The Microbiome

Alone Together

Not even the most solitary of all human beings is really ever alone. Indeed, we always have company, with the numerically greatest number of life companions small and invisible, and residing within inside us who, like Gulliver, are genuine giants in comparison. From the very moment we are born, an astounding, complex, and dynamic consortium of microorganisms occupies our body cavities (skin, airways, genitourinary, and gastrointestinal tracts) and coexists with us harmoniously as long as we breathe. This symbiotic relationship is based on a mutually beneficial exchange. We provide nutrients and an adequate environment for bacteria that, in return, shape our immune system, degrade complex polysaccharides, and produce vitamins and other essential factors we would otherwise be unable to produce.

The numbers are staggering. Consider these facts: The overall number of human cells in our bodies is about 10 trillion. The total bacterial cells we all carry at any given time nears 100 trillion. In fact, three pounds of bacteria reside in your intestines as you are reading! Therefore, on a cell-by-cell basis, we are only 10% human. And that isn’t all. A human genome contains roughly 30,000 protein-coding genes. The composite of microbial genome (or metagenome) is 100 times larger. By these metrics, we are 99% bacterial.

The complexity, power, and vastness of these “worlds within worlds” have led to the emerging field of microbiome, which has extended our view of self and transformed the common notion of individuality. Rather than unique and distinct individuals, according to emerging ideas, we should consider ourselves as ecosystems in which multiple species and their genes interact with each other in intricate ways to allow mutual survival.
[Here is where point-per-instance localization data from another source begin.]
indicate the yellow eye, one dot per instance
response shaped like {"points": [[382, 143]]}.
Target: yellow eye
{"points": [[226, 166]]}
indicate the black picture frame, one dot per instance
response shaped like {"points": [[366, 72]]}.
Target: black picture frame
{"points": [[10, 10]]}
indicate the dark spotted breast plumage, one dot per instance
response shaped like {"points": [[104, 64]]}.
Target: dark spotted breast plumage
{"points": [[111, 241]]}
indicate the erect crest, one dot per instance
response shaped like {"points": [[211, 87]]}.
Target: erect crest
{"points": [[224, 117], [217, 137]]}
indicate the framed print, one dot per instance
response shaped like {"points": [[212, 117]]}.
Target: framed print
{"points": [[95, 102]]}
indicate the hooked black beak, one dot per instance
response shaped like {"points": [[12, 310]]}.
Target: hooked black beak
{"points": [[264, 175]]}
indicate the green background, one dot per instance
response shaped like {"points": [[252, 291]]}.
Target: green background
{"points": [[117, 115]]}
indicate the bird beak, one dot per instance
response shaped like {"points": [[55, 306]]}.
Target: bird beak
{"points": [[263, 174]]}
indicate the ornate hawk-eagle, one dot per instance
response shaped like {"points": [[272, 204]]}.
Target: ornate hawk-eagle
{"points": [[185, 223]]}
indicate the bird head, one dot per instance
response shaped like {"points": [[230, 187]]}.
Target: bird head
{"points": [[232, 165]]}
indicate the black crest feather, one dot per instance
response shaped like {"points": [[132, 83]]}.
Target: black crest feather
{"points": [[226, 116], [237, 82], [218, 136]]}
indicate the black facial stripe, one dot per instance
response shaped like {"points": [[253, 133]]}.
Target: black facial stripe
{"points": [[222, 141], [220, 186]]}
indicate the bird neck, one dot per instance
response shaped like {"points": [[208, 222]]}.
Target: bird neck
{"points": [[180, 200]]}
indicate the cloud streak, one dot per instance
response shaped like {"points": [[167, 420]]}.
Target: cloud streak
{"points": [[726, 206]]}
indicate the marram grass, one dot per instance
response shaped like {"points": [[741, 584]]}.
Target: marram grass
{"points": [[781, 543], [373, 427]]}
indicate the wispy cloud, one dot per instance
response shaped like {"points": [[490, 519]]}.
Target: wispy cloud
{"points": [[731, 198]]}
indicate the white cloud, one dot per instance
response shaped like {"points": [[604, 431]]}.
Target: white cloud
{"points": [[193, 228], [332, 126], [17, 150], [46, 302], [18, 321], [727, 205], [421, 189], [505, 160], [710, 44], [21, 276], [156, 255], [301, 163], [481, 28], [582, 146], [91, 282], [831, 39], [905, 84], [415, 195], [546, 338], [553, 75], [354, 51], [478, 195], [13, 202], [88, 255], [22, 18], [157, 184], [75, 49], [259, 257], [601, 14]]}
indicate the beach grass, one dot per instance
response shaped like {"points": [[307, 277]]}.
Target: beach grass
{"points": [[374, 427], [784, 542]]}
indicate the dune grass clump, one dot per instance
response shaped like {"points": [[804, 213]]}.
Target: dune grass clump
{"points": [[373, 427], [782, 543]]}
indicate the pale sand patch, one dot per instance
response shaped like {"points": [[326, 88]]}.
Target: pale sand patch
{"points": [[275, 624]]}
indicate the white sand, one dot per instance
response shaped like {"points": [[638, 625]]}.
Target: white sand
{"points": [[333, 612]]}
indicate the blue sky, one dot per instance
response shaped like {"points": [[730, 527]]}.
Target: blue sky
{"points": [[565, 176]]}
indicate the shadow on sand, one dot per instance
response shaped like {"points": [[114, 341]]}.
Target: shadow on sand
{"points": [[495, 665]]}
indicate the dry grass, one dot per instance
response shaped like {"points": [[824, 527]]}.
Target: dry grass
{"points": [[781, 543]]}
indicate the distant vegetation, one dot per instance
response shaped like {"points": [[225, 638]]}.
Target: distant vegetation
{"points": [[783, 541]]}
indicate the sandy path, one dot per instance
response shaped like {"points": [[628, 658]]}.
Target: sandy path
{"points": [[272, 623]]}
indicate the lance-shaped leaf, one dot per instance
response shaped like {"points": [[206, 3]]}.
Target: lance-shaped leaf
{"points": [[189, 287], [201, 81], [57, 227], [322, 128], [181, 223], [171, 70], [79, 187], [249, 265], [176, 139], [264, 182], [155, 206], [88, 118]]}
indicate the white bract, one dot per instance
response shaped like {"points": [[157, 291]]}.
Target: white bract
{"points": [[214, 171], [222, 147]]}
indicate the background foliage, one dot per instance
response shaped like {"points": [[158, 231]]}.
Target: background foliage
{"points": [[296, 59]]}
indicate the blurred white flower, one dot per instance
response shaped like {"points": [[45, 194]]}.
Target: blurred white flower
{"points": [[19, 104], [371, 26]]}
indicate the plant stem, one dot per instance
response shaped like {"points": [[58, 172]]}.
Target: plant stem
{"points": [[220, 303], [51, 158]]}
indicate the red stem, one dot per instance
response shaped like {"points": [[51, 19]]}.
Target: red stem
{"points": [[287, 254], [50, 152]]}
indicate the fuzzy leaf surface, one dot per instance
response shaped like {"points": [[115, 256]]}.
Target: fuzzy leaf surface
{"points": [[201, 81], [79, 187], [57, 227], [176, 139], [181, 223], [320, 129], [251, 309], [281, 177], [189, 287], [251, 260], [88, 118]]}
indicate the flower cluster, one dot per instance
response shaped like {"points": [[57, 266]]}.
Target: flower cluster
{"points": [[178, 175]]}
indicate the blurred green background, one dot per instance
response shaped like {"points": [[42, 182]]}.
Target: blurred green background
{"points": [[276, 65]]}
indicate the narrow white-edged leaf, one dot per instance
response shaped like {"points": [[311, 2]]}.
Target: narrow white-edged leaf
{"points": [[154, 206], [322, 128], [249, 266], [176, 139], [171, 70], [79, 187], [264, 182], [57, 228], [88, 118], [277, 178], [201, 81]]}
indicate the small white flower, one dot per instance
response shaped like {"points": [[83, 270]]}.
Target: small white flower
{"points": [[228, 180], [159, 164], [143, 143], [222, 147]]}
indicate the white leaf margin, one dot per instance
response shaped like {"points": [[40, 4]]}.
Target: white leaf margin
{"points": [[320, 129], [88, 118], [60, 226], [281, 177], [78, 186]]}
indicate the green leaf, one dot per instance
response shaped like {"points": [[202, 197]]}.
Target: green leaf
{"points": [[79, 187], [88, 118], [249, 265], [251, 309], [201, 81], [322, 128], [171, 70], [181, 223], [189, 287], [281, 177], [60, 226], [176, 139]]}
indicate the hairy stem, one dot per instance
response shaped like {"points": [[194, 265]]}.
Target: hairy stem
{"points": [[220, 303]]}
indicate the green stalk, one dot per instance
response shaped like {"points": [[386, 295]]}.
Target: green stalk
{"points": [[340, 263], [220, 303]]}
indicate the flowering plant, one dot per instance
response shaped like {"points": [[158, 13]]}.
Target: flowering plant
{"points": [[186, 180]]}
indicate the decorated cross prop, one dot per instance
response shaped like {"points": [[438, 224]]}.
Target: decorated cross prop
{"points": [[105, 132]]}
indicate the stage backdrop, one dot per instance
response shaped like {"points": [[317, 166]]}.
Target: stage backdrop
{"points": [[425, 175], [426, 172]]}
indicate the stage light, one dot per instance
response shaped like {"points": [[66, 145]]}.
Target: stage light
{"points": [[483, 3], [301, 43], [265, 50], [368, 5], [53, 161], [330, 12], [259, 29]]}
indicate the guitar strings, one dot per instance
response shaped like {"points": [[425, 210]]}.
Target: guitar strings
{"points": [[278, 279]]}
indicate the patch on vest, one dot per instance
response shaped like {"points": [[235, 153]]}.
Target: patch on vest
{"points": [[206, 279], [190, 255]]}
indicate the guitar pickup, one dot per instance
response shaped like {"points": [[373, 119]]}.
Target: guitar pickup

The term “microbiome,” which was proposed a decade ago by Nobel laureate Joshua Lederberg, identifies the totality of microbes (commensals and pathogenic), their genomes (metagenome), and environmental interactions in a defined community or biological niche. Until recently, the microbial elements of biology have been all but ignored as determinants of health and disease beyond the obvious setting of infection.¹

Most recently, and following the same logic, the National Institutes of Health Human Microbiome Project and the European MetaHit consortium have embraced the idea that it is impossible to fully understand human health and disease unless this collective human–microbiome “superorganism” is better studied and defined.^2,3 This concept is attractive in understanding the pathogenesis of many rheumatic and autoimmune diseases and, more specifically, in rheumatoid arthritis (RA), which has long been regarded as a complex polygenic entity with an endless search for triggering factors.⁴

Dwarves Standing on the Shoulders of Giants

RA is a systemic, inflammatory autoimmune disorder. It is currently considered a multifactorial disease, in which multiple genes and environmental factors act in concert to cause pathological events.⁵ Despite recent advances in understanding molecular pathogenesis and developing more effective treatments, the etiology of RA remains mysterious, and treatment relies on agents that are broad in their action and fail to induce cure. Since the observation in the mid-1980s that the major histocompatibility complex class II alleles (“shared epitope” hypothesis) contribute to RA susceptibility, many other genetic variants associated with disease have been discovered through genome-wide association studies; these variants include PTPN22 and CTLA4, to name only two.^4,6 Although genetic studies have improved our understanding of disease susceptibility and provided insight into functional genomics, it has become clear that genetic effects are insufficient to account for differences in the incidence of RA (for instance, RA concordance in monozygotic twins is at best 15%). A gene–environment interaction, including its biological consequences, is therefore a more plausible explanation.